Posted by: Matt at December 10, 2003 01:03 PM

I had to re-read and think about yer last post a bit. What you said, P-Man, is the reason why they don't let toddlers into movies and the like. It's usually courtious for the parent to "hush" the kid. So, honestly no, I don't think what you did was unreasonable or mean. Although I've dealt with adults who were more annoyin' . . .

Posted by: Shaw at December 10, 2003 10:01 PM

Luckily for us, annoying adults aren't physically painful to be around. *grin*

Posted by: Moggy at December 11, 2003 12:50 AM

Actually, they *do* let toddlers into the movies. It's exceptionally annoying. As I was saying to Denise not long ago, I'm thinking about giving up on theaters altogether and moving my cinema hobby entirely to DVD -- either renting or buying movies I want to see and going to the actual cinema either rarely or not at all. There's a *lot* to be said for staying at home.

I learned how to stifle my pain reaction to noises a long time ago as well, for the same reasons that Matt gives... I am now unlearning it, because I believe quite firmly that if anyone should be modifying their natural behavior, it's the annoyer, not the annoyee, if you follow me.

As to Galactica -- well, yes, you're right, the gender stuff did leave something to be desired. However, compared to the original series, it was progressive as hell.
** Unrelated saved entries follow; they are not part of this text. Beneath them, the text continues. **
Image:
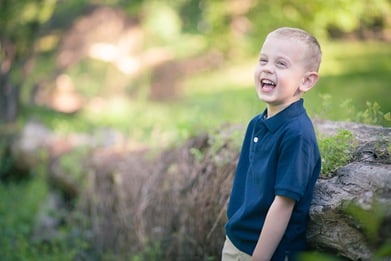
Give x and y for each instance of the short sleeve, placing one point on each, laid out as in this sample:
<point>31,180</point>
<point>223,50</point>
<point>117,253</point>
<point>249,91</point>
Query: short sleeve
<point>294,168</point>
The blatant sexism of the 1970's Galactica even made me squirm when I was watching it as an 11-year-old boy. (I will add, though, that the sexism went in both directions, rather than the one-way sexism that one might have had ten or twenty years earlier. I'm not sure whether that counts as progress or not.)

Posted by: Zathras at December 11, 2003 01:05 AM

depending on the movie...although honestly I have never seen kids younger than 4 in a theater.

Posted by: Shaw at December 11, 2003 09:41 PM

that and there are movie theaters that do have rules about kids . . . maybe u should go to art theaters?

Posted by: Shaw at December 11, 2003 09:43 PM

I don't know what kind of theaters you're going to in Connecticut, Shaggy, but I see babies in theaters around here all the time. It's the rule, not the exception.

As to art theaters... well, yes, that's actually a pretty good suggestion. The only reason I don't follow it is that those kinds of theaters are usually a PITA to get to -- I use public transportation and am relatively lazy/impatient, so I prefer to go to theaters that are readily available by Metro.